COFPI also supported SB12-003 (Sen. Carroll/Rep. Fischer), a bill that would have restricted the use of credit information for employment purposes. More and more employers are using credit information in hiring and promotion decisions, often creating a barrier to getting a job or getting ahead for many, including people who have suffered a long period of unemployment or low-income, young or minority workers who are likely to have no credit or lower credit than their competitors. SB12-003 would have put reasonable restrictions on using a person’s credit history for these purposes. Despite strong testimony in support and wide popular support, the bill was killed in the House Local Government Committee.
Finally, COFPI supported two bills intended to enhance the safety net for unemployed workers. The first, SB12-177 (Sen. Jahn/Reps. Liston & Pabon), is a technical bill that guarantees the greatest benefit for employers, workers and the state if the department of labor decides to issue bonds to pay back the debt to the federal unemployment insurance trust fund. This late bill, supported by the business lobby and certain to save employers millions over five years, had garnered unanimous support in both chambers. The bill died on the calendar in the wake of House leadership’s refusal to bring civil unions to the floor and will likely come back in special session.
The second, and higher priority COFPI bill, HB12-1272 (Reps. Duran & Ramirez/Sen. Newell), expands a program COFPI helped establish in 2009 that allows an unemployed worker to receive an enhanced unemployment insurance benefit if he or she enters an approved training program. HB12-1272 extends and expands this program to include employer-based training programs and self-employment assistance programs. Research from around the country and within Colorado has proven that these training programs are a good investment – they create a path to stable employment for most and even help turn some unemployed workers into entrepreneurs. This bill gained wide bi-partisan support in both houses and will likely be signed by the Governor. At a time when other states have restricted unemployment insurance and targeted this important safety net for workers, Colorado once again took a different route, choosing instead to help unemployed workers get the training they need for future prosperity. It’s another big win for COFPI.

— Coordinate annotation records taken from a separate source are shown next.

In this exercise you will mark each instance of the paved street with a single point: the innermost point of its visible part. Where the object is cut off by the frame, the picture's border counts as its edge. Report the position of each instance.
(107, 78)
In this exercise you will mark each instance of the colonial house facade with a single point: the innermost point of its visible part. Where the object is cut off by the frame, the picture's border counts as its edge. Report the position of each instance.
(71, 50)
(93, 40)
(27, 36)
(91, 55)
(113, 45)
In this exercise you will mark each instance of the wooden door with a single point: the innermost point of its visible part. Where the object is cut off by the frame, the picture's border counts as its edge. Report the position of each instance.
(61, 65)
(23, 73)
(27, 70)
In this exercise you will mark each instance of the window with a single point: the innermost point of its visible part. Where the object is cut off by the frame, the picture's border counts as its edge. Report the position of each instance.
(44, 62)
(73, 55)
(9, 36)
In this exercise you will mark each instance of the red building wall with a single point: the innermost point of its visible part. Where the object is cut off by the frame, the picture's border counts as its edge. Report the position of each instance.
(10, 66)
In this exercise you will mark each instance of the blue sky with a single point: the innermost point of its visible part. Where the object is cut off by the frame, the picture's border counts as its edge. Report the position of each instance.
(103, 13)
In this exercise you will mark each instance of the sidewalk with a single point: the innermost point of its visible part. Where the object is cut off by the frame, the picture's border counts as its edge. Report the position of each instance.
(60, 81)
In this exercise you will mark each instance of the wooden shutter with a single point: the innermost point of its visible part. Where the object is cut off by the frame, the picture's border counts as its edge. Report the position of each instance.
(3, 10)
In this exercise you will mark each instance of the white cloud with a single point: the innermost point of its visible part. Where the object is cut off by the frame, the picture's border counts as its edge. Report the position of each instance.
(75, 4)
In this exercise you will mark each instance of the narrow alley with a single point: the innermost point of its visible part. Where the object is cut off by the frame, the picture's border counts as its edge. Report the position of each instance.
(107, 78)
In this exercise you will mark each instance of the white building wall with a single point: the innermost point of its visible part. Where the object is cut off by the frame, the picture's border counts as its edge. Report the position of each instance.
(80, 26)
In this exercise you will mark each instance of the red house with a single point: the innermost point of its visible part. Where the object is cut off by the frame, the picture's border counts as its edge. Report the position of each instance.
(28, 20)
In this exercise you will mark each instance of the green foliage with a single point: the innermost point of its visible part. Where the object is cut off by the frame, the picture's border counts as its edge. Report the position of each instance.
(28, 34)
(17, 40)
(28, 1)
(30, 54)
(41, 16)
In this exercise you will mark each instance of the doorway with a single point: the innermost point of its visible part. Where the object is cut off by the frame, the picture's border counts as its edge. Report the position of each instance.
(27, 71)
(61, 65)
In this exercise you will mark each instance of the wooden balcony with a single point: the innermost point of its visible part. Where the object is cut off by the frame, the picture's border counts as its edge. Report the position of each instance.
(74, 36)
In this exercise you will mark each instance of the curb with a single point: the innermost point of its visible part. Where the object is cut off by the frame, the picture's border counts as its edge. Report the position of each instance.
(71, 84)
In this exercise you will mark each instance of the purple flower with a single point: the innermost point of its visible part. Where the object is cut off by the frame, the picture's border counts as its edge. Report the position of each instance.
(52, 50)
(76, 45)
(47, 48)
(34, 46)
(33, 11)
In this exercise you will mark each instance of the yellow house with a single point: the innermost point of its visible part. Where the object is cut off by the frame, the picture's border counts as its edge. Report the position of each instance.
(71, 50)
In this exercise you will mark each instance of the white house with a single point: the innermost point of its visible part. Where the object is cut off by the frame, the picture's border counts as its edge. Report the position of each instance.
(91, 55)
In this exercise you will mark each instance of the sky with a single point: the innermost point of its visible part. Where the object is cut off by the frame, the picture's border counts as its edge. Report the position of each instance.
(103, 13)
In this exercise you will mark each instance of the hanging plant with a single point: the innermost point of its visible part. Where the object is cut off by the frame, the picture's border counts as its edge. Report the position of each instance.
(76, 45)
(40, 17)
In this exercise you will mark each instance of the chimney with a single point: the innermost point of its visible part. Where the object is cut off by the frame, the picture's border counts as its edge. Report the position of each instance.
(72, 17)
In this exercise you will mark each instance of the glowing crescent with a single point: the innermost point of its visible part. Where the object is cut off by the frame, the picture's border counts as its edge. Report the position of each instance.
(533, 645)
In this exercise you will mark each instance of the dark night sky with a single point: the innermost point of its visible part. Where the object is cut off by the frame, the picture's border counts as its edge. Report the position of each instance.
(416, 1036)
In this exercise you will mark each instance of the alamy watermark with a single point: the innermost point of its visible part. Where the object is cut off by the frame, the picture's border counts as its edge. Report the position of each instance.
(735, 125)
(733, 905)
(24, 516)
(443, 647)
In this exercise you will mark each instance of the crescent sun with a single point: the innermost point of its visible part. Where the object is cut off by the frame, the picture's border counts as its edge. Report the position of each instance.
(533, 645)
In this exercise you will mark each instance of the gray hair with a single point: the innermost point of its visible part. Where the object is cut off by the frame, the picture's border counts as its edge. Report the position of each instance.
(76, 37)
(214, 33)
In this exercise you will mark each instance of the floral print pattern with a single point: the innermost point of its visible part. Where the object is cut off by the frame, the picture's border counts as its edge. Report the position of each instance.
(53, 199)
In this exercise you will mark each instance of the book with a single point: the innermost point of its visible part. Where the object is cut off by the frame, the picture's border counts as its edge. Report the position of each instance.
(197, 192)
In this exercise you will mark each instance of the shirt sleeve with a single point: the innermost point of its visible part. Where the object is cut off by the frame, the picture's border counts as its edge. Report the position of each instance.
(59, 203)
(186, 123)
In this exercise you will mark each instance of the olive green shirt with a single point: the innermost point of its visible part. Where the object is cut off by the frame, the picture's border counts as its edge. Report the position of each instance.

COFPI partners on juvenile justice reform
COFPI played a supportive role on HB12-1271 (Rep. Nikkel/Sen. Giron), a piece of legislation that reforms Colorado’s direct file statute by placing age limits and safeguards on the ability of prosecutors to file criminal charges against youthful offenders directly in adult court. COFPI conducted research to evaluate the costs of filing against young offenders in adult courts. Our analysis found that young offenders adjudicated in juvenile court will have better employment prospects and higher earnings over their lifetimes because their records will not include a felony. Moreover, services provided to juveniles, such as education, are not provided to youth in adult prison. COFPI supported HB12-1271 because it helps limit the use of direct file for more severe cases, and therefore enhances future prospects for youthful offenders and contributes to our state’s wellbeing.